The Undeclared Dividends Claim Under Ritchie v. Rupe

Under Ritchie, none of the Argo court’s reasoning would have been relevant. The derivative claim recognized in Ritchie, based on its (mis)construction of Patton, did not inquire into the reasonable expectations of the shareholder or even the nature of the conduct. The sole issue is the purpose of the action, whether the director “violates the duty to act solely for the benefit of the corporation and refuses to declare dividends for some other, improper purpose.” The only statement in Argo that addresses this issue is the court’s bare assertion, without any citation of authority, that “[b]uying out a minority shareholder’s interest is not an improper purpose for retaining a company’s earnings.” That statement is completely contrary to settled law. The buy-out of a minority shareholder does not benefit the corporation in any way. It can only benefit the majority shareholder who acquires a greater percentage of the benefits of ownership, and perhaps, depending on the fairness of the price, the minority shareholder.
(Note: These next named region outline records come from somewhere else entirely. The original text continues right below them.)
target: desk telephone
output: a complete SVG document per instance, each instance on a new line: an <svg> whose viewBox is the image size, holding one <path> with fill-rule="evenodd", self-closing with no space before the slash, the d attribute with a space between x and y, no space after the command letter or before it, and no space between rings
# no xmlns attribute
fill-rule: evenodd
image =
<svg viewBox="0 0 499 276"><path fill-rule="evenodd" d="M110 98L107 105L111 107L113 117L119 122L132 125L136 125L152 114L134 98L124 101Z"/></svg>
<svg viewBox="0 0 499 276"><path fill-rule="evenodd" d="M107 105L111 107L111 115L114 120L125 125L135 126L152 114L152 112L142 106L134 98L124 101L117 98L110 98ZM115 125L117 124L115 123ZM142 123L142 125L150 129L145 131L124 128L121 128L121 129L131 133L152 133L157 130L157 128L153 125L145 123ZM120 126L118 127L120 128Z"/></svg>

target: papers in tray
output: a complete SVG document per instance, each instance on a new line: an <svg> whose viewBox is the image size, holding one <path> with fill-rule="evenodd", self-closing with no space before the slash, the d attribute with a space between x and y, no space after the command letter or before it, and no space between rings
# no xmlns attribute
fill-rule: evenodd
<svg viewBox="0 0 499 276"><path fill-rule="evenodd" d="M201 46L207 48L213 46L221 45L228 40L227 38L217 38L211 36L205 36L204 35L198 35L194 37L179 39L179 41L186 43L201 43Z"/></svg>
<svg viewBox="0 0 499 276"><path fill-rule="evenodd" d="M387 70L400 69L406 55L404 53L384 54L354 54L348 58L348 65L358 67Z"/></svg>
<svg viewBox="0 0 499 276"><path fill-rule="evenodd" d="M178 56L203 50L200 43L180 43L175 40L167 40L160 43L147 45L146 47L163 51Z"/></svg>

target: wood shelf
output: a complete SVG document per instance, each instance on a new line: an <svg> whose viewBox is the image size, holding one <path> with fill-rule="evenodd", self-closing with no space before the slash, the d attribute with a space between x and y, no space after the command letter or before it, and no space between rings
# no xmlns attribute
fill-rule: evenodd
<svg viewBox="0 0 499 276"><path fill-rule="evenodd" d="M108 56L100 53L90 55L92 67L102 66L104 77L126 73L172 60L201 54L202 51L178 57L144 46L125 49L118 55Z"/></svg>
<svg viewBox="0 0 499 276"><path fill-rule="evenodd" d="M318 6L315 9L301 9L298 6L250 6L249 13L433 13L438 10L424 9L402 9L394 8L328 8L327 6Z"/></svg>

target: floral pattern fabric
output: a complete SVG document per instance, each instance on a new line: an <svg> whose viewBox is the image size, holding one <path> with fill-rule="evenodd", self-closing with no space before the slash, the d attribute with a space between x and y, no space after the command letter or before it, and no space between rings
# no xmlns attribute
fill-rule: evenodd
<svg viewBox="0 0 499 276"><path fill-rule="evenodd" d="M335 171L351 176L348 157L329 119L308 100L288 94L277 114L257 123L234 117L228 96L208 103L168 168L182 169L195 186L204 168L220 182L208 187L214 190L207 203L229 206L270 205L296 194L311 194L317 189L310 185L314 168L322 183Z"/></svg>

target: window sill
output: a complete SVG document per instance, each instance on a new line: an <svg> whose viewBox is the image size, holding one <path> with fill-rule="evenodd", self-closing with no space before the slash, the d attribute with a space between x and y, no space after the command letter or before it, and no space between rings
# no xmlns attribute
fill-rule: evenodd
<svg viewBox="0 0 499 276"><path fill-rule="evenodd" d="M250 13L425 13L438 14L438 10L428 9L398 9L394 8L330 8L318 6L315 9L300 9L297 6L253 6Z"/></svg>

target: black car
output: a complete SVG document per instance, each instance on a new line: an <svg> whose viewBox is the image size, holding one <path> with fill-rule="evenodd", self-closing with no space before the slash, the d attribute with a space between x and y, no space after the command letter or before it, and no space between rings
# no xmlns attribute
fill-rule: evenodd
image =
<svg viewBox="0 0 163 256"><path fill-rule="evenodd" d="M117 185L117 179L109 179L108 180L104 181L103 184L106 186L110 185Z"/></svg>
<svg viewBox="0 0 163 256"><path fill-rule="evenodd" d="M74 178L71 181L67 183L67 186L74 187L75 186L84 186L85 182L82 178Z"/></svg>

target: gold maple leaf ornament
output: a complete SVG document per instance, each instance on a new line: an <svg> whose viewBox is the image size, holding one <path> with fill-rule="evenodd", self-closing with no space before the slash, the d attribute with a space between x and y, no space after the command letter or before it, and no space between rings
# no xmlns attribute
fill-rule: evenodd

Quite simply, a corporation’s use of its retained earnings to purchase the interests of any particular shareholder is not a corporate
purpose at all. The jury’s finding that Martin’s purposes were (1) to prevent Shagrithaya from sharing in the company’s profits, (2) to reduce the value of Shagrithaya’s shares to Shagrithaya, and (3) ultimately to use Shagrithaya’s own money that has been retained in the company for the purpose of buying out his interests and enlarging Martin’s interests. These are quite clearly purposes that were not “solely for the benefit of the corporation.” Martin clearly violated his fiduciary duties to Argo, as defined by Ritchie, and would have been entitled to the equitable relief awarded in Patton, based on the jury’s findings.